O-CMCS films (1% polymer) were produced using a casting/solvent evaporation technique. Tetracycline delivery systems were prepared by dissolving 1 g polymer and tetracycline (100 and 200 mg) in 100 mL of distilled water. The solution was then poured into a Teflon® mold (with a diameter of 5.0 cm) and allowed to evaporate at 50 °C for 72 h to form a film, which was cut into a disk shape with a diameter and area of 4.7 mm and 0.17 cm2, respectively. These films were treated with glutaraldehyde cross-linked films or heat-treated at 90, 120, or 150 °C for 4 h. Water uptake assays showed a decrease for films loaded with 100 and 200 mg of the drug, suggesting that the drug possibly protects the NH2 groups of the polymer, thereby preventing cross-linking. In contrast, heat treatment of the system decreased the water absorption in proportion with the temperature increase. Furthermore, heat treatment enhanced the water resistance and reduced the aqueous solubility by inducing the formation of cross-links between O-CMCS molecules in the films. In vitro drug release assays showed that almost 85 and 48% of the drug was released from the heat-treated and cross-linked films after 8 h, respectively. Drug permeation in the O-CMCS films occurs mainly via the pore mechanism and depends on the ionization of the O-CMCS films and the drug diffusion. All the films were better fitted to the Peppas model than they were to other models, with diffusion exponents between 0.11 and 0.46, which indicates a non-Fickian or anomalous diffusion mechanism of release. In vitro antimicrobial experiments showed that the films had a bacteriostatic activity against S. aureus, due to the release of the antimicrobial agent for up to 72 h. In addition, after 96 h, the microbial growth was so intense that the colonies could not be counted further. The antimicrobial activity of the tetracycline was preserved, and its efficacy depended on the treatment the films were subjected to. The results revealed that the O-CMCS film could serve as a possible matrix for the treatment of infectious diseases that require the local release of an antimicrobial agent, e.g., periodontitis [124].

4.4. Matrix tablets

Hydrophilic matrix systems are used for oral controlled drug delivery because they ensure a desirable drug profile and are more cost effective than other systems [173]. The mechanism of drug release from hydrophilic matrices involves polymer swelling following contact with the aqueous medium, which forms a gel layer on the surface of the system; then, the drug is released by dissolution, diffusion, erosion, or a combination of these processes [174][175][176][177].

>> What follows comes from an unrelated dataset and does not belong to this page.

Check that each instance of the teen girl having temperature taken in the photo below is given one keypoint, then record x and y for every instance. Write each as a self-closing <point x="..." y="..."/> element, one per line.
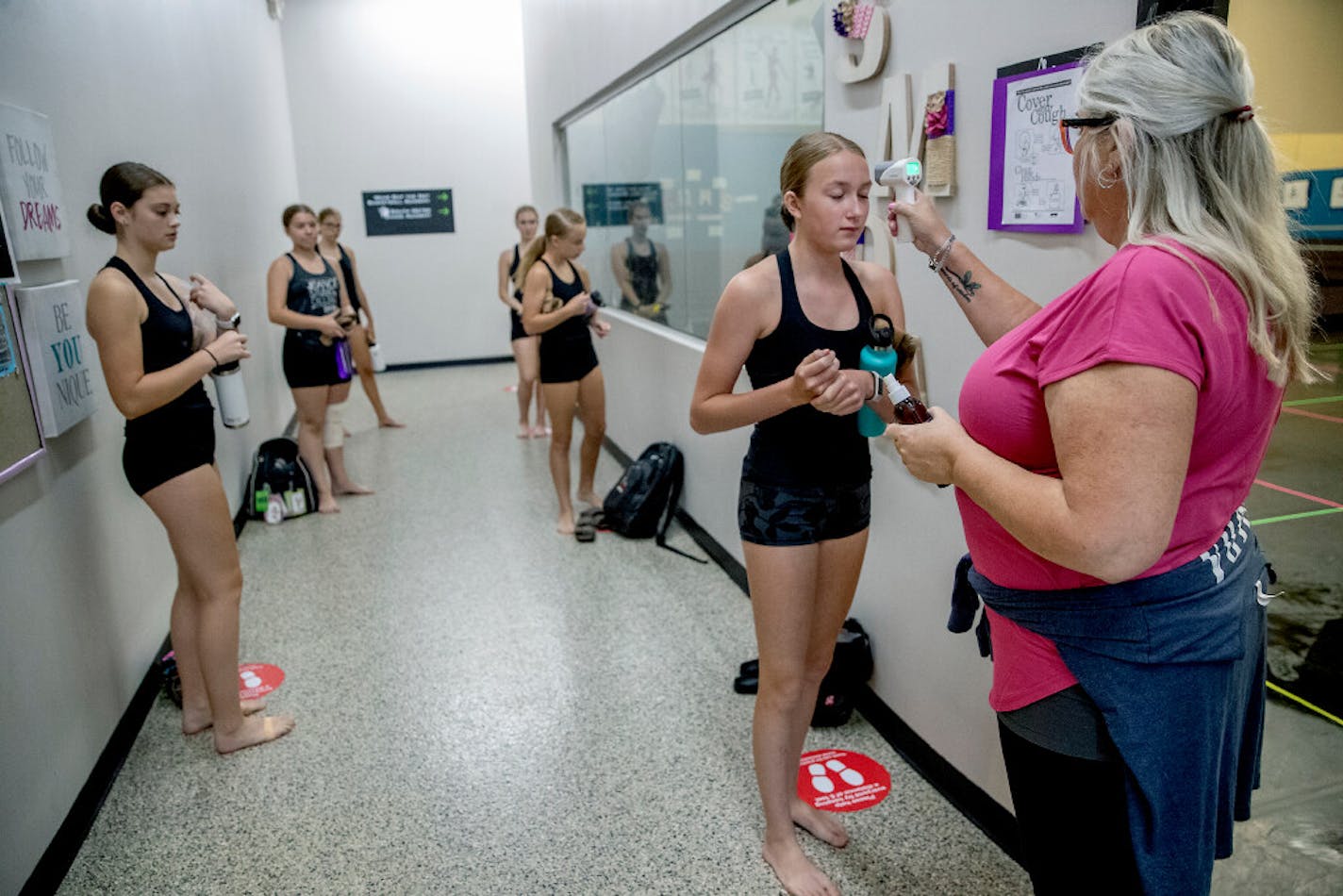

CMCS grafted with 2-hydroxyethylmethacrylate was designed to formulate carbamazepine-loaded matrix tablets using the wet granulation technique. The effect of the binding agent (graft copolymer) on properties such as hardness, friability, and dissolution was studied. Increasing the amount of the binding agent in the tablets decreased friability, increased hardness, and slightly reduced the average weight of each tablet. Increasing the concentration of the binder decreased the drug release because at higher binder concentrations, the gelling properties of the binder increased. Subsequently, the diffusion of the drug from the highly swollen network becomes difficult and, therefore, the drug release rate is slower at higher binder concentrations [125].

Propanolol-loaded CMCS matrix tablets were formulated using wet granulation and then, direct compression. Analysis of the physical properties of the matrix tablets showed low friability, which indicates they were compact and hard. Analysis of the in vitro release of a drug showed a release rate of ~ 40% in gastric fluid media. Then, a slow release rate was observed in an intestinal fluid medium, indicating the controlled release of the drug. The dissolution profiles showed that the controlled release of propranolol hydrochloride from the tablet followed the Korsmeyer-Peppas model [126].